Non è con un rinvio di qualche anno del “timeout” della strategia europea “Fit for 55” che si inverte la tendenza. Non è più tanto una scelta se puntare sull’auto elettrica o sul diesel, come ai tempi di Sergio Marchionne. Ma le parti sociali, come ha spiegato il presidente di Federmeccanica Federico Visentin, non sono in polemica con il ministro dello Sviluppo economico Giancarlo Giorgetti, che ha promesso due giorni fa in un incontro con Confindustria e Anfia di recuperare, insieme al collega del Mef Daniele Franco, un «sistema di incentivi per il settore in crisi anche a causa della transizione».
«Il problema non è soltanto quello di incentivare la domanda ma di lavorare sull’offerta», cioè sul cosa produrre, ha infatti spiegato Visentin. E «serve fare squadra».
La lacuna del Pnrr
Non si tratta neanche solo di chiedere solo più soldi allo stato, sia sotto forma di ammortizzatori sociali speciali e di un fondo unico per la formazione e la riqualificazione delle maestranze o l’impegno di Cassa depositi e prestiti per favorire gli investimenti in ricerca e sviluppo di un tessuto industriale fatto all’80 per cento di piccole e medie aziende.
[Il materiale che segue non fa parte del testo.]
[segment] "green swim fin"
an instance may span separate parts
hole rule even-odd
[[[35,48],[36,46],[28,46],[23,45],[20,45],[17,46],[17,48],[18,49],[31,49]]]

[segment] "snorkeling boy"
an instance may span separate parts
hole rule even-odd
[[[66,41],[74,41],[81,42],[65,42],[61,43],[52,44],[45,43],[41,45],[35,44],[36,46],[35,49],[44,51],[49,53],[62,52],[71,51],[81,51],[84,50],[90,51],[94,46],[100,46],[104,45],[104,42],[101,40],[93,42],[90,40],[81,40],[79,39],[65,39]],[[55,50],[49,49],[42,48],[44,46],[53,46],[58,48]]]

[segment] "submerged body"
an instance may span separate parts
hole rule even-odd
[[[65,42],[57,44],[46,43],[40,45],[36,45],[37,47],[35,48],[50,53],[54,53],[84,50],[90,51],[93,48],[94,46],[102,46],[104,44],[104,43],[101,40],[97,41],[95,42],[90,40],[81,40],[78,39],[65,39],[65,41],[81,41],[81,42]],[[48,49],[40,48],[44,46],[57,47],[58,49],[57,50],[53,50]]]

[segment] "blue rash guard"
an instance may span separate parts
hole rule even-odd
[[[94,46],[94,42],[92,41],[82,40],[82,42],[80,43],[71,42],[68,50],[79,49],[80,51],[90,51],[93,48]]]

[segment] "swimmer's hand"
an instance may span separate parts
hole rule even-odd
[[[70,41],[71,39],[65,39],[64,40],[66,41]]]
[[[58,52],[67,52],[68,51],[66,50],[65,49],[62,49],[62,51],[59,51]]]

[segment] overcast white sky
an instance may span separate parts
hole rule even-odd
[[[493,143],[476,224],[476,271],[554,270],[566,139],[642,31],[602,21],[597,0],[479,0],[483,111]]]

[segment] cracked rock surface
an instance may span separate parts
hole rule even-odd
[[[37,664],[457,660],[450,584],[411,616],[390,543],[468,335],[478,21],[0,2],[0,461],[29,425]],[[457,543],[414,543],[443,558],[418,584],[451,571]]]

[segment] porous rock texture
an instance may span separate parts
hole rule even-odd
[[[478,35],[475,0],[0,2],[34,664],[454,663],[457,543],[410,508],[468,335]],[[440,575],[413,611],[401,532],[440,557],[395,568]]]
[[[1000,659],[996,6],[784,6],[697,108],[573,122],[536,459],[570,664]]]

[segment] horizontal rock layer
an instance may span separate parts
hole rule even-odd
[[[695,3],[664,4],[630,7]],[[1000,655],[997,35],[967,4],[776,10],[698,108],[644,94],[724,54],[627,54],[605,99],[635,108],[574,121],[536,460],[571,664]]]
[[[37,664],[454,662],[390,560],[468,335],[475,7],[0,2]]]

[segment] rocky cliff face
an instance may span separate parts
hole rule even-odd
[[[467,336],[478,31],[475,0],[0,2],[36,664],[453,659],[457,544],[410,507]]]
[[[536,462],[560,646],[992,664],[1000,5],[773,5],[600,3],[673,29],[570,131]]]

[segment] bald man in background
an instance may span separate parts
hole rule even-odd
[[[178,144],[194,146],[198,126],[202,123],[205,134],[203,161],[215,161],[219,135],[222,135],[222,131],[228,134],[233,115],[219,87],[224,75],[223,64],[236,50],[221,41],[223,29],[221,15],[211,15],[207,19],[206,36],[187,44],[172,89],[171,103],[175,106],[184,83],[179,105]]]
«Va ripensato tutto il sistema della mobilità, anche sul piano urbanistico», spiega a Domani il vice presidente di Federmeccanica Corrado La Forgia, il quale vede un futuro in cui l’auto sarà sempre meno un bene proprietario e sempre più un sistema di servizi basato sui Big data e su nodi di interconnessione. «Soldi ne serviranno tantissimi e non basteranno certo quelli dello stato, ciò che serve è capire nel mondo e nel mercato che verranno cosa avrà l’Italia da offrire come unicum su cui specializzarsi», insiste. Lui ripone la sua fiducia nella «creatività che gli italiani hanno sempre avuto», più che su una visione politica dello sviluppo.
Sta di fatto che nel Pnrr sulla transizione dell’automotive non c’è neanche una riga. E non è una mancanza da poco.